I was not prepared for this hike.
I was traveling with a college group in New Zealand, and this was our first outing that involved significant physical activity. To call it strenuous would be an understatement. Our trek was up a nearly vertical pathway that offered no relief. Within five minutes I was huffing, puffing, and telling one of my friends that she’d have to go on without me because I couldn’t do it. I wasn’t going to make it to the top. But she encouraged me to go farther, and we stopped several times, which helped a little. Another friend grabbed my hand and hiked alongside me. I still felt utterly useless and slow and was afraid of holding everyone back and being judged. But it wasn’t long before I realized that this negative attitude really wasn’t working for me, so I decided to pray as we continued hiking.

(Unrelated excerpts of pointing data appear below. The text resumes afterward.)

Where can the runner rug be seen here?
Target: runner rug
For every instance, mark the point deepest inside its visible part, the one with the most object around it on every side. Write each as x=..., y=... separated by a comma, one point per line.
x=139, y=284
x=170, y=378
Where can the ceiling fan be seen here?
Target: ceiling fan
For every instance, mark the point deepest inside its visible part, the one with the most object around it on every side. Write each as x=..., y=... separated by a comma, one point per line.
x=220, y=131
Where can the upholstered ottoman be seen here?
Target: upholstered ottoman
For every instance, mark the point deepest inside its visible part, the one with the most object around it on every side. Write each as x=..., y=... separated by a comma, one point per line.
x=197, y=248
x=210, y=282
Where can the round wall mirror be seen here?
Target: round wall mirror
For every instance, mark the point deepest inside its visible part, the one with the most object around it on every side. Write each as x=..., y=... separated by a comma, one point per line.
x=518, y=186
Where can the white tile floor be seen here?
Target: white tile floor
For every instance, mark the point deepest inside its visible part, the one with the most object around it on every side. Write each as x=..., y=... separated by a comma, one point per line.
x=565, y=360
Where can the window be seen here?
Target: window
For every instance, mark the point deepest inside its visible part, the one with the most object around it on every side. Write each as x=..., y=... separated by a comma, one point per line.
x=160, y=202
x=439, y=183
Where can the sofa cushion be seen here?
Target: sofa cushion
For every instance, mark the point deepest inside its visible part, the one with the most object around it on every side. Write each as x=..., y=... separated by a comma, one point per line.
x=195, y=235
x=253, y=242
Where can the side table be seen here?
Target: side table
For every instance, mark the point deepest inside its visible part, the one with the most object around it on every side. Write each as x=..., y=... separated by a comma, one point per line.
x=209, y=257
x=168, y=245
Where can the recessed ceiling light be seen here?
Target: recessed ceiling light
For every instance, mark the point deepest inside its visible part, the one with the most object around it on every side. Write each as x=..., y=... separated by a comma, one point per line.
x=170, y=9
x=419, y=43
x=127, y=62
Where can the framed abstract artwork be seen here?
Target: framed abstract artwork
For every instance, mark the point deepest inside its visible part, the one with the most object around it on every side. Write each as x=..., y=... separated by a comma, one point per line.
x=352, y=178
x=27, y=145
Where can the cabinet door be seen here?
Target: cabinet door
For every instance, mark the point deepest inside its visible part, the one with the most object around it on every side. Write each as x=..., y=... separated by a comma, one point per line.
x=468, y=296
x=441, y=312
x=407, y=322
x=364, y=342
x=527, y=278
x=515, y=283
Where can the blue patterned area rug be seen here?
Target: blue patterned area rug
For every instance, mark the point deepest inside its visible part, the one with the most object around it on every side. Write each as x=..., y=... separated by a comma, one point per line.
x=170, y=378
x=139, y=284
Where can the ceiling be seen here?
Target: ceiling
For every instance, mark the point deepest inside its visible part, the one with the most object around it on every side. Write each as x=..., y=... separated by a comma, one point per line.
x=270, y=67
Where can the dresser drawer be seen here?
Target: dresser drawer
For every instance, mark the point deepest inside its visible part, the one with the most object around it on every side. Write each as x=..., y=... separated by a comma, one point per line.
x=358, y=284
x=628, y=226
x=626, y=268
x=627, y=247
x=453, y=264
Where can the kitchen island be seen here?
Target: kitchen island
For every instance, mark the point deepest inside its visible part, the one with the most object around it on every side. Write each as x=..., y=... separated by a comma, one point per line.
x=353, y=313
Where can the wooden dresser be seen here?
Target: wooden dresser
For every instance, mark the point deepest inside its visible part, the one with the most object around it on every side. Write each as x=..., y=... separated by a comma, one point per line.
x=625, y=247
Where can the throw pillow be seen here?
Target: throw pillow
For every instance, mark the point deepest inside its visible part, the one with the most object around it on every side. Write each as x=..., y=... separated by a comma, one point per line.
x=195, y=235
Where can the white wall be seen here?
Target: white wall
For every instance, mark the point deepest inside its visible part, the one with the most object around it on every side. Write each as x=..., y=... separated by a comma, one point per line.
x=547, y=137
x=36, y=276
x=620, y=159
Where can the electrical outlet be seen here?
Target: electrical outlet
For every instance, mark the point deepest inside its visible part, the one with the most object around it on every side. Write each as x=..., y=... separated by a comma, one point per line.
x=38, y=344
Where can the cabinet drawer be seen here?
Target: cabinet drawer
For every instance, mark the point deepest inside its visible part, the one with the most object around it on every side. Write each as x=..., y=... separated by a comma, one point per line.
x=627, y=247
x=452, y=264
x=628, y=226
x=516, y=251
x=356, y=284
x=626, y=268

For me, prayer is about so much more than finding a way to be positive. As a Christian Scientist, I’ve learned that prayer can help us understand more about God and our relation to Him as His expression—the expression of good. It also enables us to let God change our whole perception of things. This approach is what brings us freedom from limitations.
I was afraid of holding everyone back and being judged.
As I prayed, the thought came that instead of looking up at how much farther we needed to hike to get to the top, I could take the trek one step at a time, and keep my attention on God as I did so. I spent the next few minutes praising God as I walked. I knew that God, being infinite, could never be hindered by anything, and since I am God’s expression, neither could I. Instead of thinking of myself as separate from God and struggling, I could lean on God as the unlimited source of my strength and ability. As I continued to hike, I sang a Bible verse to myself: “I can do all things through Christ which strengtheneth me” (Philippians 4:13).
I was with a group of Christian Scientists, and I suddenly realized that everyone around me was discussing ideas from the Bible and from Science and Health with Key to the Scriptures by Mary Baker Eddy as we walked. It was amazing, and I could feel the encouragement and love from every single person in my group. After several minutes of this, it dawned on me that I hadn’t needed to take a break for water or to catch my breath in a while, and that all the fear surrounding what I felt I could or couldn’t do was gone. It wasn’t that I was hitting my stride as a hiker; I actually felt a wave of love propelling me forward.
I felt a wave of love propelling me forward.
A couple of people in my group took my backpack and distributed the weight between themselves, and that was a literal lifting of weight off of me. I felt so much freedom, and it was a reminder of the actual presence of God, Love, right there on that mountain.
Amazingly, my group even caught up to the group that had left over an hour before we had, and then everyone took some quiet time to pray individually for a bit as we hiked. I cried tears of joy as I recognized what a huge breakthrough this hike had been for me; I was also deeply grateful for the immense love that I’d felt from my group and from God—in a way I’d never felt it before. I’d thought I wasn’t physically prepared for this hike. But in the end, what I really wasn’t prepared for was the powerful presence of Love that supported me all the way to the top.